Visualizing Regression Results in R
1 Setup
This article will teach you how to use ggpredict()
and plot()
to visualize the marginal effects of one or more variables of interest in linear and logistic regression models. You will learn how to specify predictor values and how to fix covariates at specific values, in addition to options for customizing plots.
Marginal means are predicted outcomes given certain constraints, and a marginal effect is the predicted change in the outcome after varying a variable of interest while holding others constant.
As our models grow in complexity and dimensionality, we face increasing difficulty in interpreting coefficients. Visualizing margins helps us better understand and communicate our model results.
To begin, load the ggeffects
and ggplot2
libraries. ggeffects
has the ggpredict()
function, which we will use to calculate margins, and ggplot2
has other plotting functions.
library(ggeffects)
library(ggplot2)
Load a sample of the 2019 American Community Survey.

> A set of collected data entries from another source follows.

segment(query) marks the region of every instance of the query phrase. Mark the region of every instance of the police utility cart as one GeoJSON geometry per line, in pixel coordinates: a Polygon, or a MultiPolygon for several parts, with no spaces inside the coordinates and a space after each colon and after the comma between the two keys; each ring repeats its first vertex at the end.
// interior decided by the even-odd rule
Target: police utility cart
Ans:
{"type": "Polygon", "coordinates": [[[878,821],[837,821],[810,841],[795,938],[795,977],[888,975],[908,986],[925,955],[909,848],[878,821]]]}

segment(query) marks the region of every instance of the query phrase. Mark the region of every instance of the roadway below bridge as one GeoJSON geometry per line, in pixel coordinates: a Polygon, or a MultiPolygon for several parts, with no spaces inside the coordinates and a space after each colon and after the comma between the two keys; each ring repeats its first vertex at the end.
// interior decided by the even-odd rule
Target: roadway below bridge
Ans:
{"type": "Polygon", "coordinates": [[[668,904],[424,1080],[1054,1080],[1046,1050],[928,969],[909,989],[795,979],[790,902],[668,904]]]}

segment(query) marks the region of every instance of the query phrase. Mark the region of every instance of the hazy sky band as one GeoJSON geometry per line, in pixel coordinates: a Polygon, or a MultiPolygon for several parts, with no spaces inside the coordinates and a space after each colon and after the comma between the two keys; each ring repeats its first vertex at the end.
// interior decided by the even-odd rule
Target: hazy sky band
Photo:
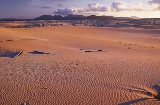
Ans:
{"type": "Polygon", "coordinates": [[[160,18],[160,0],[0,0],[0,18],[56,14],[160,18]]]}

The variables in this dataset are described in Regression Diagnostics with R.
acs <- readRDS(url("https://sscc.wisc.edu/sscc/pubs/data/RegDiag/acs2019sample.rds"))
Fit a linear model predicting income
from age
, education
, the interaction of the two, hours_worked
per week, and sex
.
mod <- lm(income ~ age * education + hours_worked + sex, acs)
Now, suppose we want to understand the marginal effect of age
for females with a bachelor’s degree who work 40 hours per week.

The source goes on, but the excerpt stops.